And another thing ... seniors have right idea about East Lake crime

Let's hear it for the girls!

Chalk one up for the senior ladies of East Lake. With the fury of Peter Finch's character Howard Beale in the movie "Network," who famously said "I'm mad as h---, and I'm not going to take this anymore," several East Lake Courts residents say they are tired of crime in their neighborhood. They told Times Free Press reporter Yolanda Putman they're going to call police when they see illegal activity, and they're not worried about retaliation. "We don't want to live like people who have to duck and dodge bullets," said Jesse Lawrence, a former president of the residents' neighborhood association.
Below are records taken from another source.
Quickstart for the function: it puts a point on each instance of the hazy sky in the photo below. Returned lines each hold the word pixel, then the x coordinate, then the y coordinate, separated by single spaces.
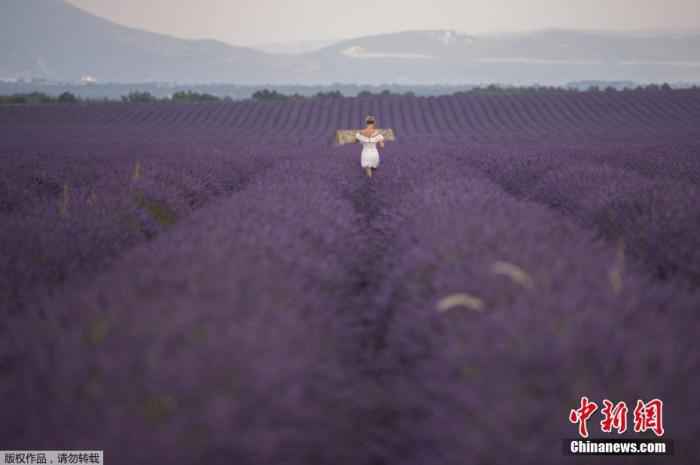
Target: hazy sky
pixel 252 22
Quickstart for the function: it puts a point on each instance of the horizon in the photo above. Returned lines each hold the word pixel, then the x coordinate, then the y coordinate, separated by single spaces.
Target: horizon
pixel 165 18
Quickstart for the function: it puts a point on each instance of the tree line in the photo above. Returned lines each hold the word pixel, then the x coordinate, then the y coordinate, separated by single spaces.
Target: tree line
pixel 266 95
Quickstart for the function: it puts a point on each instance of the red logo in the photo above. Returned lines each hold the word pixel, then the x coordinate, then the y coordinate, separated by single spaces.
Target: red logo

If some of their younger neighbors would do the same thing, crime in the area would take a nosedive. Too often in the past, when shootings and other assaults were committed in the area, people on the scene say they never saw a thing. Or, if they admit they saw something, when the case gets to court, they conveniently forget what they saw or deny they ever saw it. The residents' commitment not to ignore crime must become widespread -- and become the gospel in all parts of the city, especially higher crime areas like East Lake, if the city's recently adopted Violence Reduction Initiative under Mayor Andy Berke is to work.

United Way breaks $12 million ceiling

Kudos to the United Way of Greater Chattanooga, which raised a record $12 million during its 2013 community fundraising campaign. The organization is a sound place to put donor dollars, with the knowledge that all campaign contributions will stay locally and be used in areas that will improve literacy skills, increase family stability and help fund programs at 39 agencies. And all campaign dollars go directly into funding because the organization's endowment covers the campaign's administrative and fundraising costs.

The local United Way, in hitting its fundraising goal for 92 consecutive years, finally surpassed the $12 ceiling it had been seeking to hit for nearly a decade. The organization raised $11.9 million or more for three of the last six years but hadn't broken through. It first hit $10 million in 1990, then $11 million in 1998.

Dam funding still alive?

Although the executive director of the Tennessee River Valley Association said Wednesday funding to maintain or replace the Chickamauga Lock "doesn't look good for this year or next," a spokesman for U.S. Rep. Chuck Fleischmann, R.-Tenn., said the available $81.5 million through the current fiscal year's omnibus budget hasn't been allocated for inland waterways projects by the Army Corps of Engineers, so there's still a chance some work on the lock could be funded. "We've encouraged them to spend the money in a proper manner," said Tyler Threadgill, a spokesman for Rep. Fleischmann. Yet, the Chickamauga Dam is still behind a couple of projects in funding, including the Olmsted Lock and dam in Kentucky and a dam project on the Lower Monongahela River in Pennsylvania.

Fleischmann, to his credit, has been a leader in trying to transform the way in which funds are distributed, pushing for the Water Resources Development Act currently in a Congressional conference committee to keep the inland waterways projects funding formula the way it is this year instead of reverting to a previous formula. Because of the formula in this year's budget, the $81.5 millionwas freed up for other dam projects instead of all going to Olmsted.

Chung's 'Dirty' advice

Connie Chung's recent advice to women at the Chattanooga Women's Leadership Institute's ninth annual Impact Dinner to tell a dirty joke, catch men off guard and brag on themselves was probably not as literal as it sounded, managing director Lesley Berryhill said Thursday. While she said the former network anchor was "brash" and "outspoken" in her remarks to the group of 750, that was just the way she handled her rise in the bruising, then male-dominated world of broadcast television. "What I took from it," Berryhill said, "is sometimes you just have to roll with it, to go with the flow, not to take offense" every time something untoward is said. Indeed, while neither sexual nor other kinds of harassment should be tolerated, we could use a little push-back from our oversensitive, easily offended culture.

Berryhill said Chung was stand-up-comedian funny, poking fun at her husband, Maury Povich, who was present, and alluding to her own "potty mouth." However, she said, referring to the former newswoman's advice about telling dirty jokes, "That's not me. I'm not going to do that. I think she was just saying you don't have to make everything sexual harassment."